Study of flutter instability using the actuator line method for wind energy harvesting devices

TL;DR

This study evaluates the actuator line method's ability to predict flutter instability in wind energy devices, comparing different models to classical theories and highlighting the importance of specific terms for accuracy.

Contribution

It introduces a modified ALM that includes pitch-rate and non-circulatory terms, improving flutter prediction accuracy in aeroelastic simulations.

Findings

Classical ALM does not accurately predict flutter.

Including pitch-rate and non-circulatory terms improves predictions.

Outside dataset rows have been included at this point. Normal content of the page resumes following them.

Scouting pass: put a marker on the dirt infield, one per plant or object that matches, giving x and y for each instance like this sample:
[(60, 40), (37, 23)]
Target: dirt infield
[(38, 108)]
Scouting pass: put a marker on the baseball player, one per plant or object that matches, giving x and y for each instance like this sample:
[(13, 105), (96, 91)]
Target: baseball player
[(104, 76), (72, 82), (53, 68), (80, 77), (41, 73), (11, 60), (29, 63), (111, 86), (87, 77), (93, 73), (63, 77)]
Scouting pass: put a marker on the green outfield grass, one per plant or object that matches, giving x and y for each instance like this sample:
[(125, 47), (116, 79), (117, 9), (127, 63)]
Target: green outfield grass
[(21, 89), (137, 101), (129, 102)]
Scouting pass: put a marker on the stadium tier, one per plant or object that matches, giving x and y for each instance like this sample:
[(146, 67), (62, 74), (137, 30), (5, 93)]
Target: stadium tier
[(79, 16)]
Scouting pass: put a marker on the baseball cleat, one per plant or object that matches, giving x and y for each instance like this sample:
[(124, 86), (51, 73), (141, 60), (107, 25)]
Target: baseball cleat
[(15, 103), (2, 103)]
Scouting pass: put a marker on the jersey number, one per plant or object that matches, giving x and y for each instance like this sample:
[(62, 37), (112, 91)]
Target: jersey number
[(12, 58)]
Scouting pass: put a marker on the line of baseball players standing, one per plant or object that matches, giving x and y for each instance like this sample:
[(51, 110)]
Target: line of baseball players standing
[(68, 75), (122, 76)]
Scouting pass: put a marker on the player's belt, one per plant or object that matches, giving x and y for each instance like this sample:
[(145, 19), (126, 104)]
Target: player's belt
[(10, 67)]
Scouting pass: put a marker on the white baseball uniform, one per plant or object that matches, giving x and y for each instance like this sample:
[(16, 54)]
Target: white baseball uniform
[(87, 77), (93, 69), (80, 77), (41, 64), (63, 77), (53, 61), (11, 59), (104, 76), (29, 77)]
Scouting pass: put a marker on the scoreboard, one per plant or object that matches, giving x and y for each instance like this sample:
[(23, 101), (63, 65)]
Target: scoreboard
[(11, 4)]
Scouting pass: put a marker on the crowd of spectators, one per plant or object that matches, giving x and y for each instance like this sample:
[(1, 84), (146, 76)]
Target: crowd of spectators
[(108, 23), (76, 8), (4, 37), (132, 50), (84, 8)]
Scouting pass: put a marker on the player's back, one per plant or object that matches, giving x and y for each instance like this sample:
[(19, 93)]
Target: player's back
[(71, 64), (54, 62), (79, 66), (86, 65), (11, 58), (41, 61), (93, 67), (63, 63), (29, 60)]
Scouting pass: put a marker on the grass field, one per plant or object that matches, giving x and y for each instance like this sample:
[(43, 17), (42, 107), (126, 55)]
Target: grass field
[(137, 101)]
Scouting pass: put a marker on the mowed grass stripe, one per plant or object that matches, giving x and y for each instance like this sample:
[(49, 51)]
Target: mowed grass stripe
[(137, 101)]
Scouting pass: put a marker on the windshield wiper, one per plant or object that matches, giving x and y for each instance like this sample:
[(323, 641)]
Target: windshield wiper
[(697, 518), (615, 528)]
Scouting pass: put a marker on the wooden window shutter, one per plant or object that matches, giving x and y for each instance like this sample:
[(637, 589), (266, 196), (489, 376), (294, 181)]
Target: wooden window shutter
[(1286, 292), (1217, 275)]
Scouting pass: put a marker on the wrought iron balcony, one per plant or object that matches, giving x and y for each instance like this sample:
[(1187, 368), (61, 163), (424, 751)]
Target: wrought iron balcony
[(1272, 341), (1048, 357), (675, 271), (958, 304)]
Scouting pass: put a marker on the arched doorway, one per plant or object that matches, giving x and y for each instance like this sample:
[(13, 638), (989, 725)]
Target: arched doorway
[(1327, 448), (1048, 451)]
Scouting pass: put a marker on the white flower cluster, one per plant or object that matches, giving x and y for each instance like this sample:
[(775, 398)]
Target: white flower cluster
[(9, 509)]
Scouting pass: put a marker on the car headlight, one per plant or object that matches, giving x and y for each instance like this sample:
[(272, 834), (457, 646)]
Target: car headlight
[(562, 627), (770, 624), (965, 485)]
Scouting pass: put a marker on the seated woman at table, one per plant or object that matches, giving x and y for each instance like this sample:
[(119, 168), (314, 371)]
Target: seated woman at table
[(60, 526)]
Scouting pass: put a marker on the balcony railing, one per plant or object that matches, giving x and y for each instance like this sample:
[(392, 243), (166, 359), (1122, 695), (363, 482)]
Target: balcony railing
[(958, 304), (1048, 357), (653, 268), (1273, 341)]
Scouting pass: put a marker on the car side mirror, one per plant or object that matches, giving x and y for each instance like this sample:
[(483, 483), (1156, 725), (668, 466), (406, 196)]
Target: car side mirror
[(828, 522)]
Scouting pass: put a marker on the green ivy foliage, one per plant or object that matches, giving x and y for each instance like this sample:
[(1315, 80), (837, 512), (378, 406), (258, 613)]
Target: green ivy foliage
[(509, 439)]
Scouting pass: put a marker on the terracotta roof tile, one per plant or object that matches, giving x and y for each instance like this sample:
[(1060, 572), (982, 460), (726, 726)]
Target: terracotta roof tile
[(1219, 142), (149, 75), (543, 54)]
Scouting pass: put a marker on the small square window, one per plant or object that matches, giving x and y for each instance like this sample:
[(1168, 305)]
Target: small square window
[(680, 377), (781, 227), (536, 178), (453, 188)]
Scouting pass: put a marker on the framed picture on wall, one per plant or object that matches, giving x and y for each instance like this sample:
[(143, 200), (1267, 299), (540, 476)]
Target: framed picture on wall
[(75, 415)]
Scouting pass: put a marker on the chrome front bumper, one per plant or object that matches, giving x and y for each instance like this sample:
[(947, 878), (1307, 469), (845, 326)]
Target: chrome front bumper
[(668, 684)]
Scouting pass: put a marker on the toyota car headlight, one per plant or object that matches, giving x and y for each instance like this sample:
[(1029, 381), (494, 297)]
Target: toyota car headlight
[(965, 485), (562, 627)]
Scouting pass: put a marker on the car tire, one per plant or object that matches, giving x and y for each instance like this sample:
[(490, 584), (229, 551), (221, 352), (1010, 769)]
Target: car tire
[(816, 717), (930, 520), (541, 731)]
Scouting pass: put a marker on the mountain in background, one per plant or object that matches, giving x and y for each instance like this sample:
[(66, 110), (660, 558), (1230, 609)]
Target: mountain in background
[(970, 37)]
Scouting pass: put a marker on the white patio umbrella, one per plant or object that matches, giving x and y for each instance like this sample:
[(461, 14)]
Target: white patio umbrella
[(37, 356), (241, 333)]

Proper ratio of ALM parameters is crucial for accurate results.

Abstract

The suitability of the actuator line method (ALM) to predict flutter instability is theoretically studied by employing a two-dimensional linear model of the ALM undergoing harmonic motion. Three different analytical models of the ALM, including or not the non-circulatory and pitch-rate terms, are compared to Theodorsen's theory. First, classical methods using Theodorsen's function are employed to calculate reference values of flutter velocity and frequency. Then, the theoretical response of the ALM is predicted by replacing Theodorsen's function in the lift and aerodynamic pitching moment models with the corresponding complex function that relates the lift calculated by an unsteady ALM and the quasi-steady lift in harmonic motion. This method is applied to an airfoil typical section and to an energy harvesting device based on aeroelastic vibrations of an airfoil. From the results, it is possible to conclude that the classical ALM does not accurately predict flutter. However, we show that an ALM that considers the pitch-rate and non-circulatory terms has the capability to reproduce the results of classical methods if the ratio between ALM smearing parameter and chord is carefully chosen. These results can guide aeroelastic simulations of energy harvesting devices, large horizontal-axis wind turbines and fixed-wing aircraft.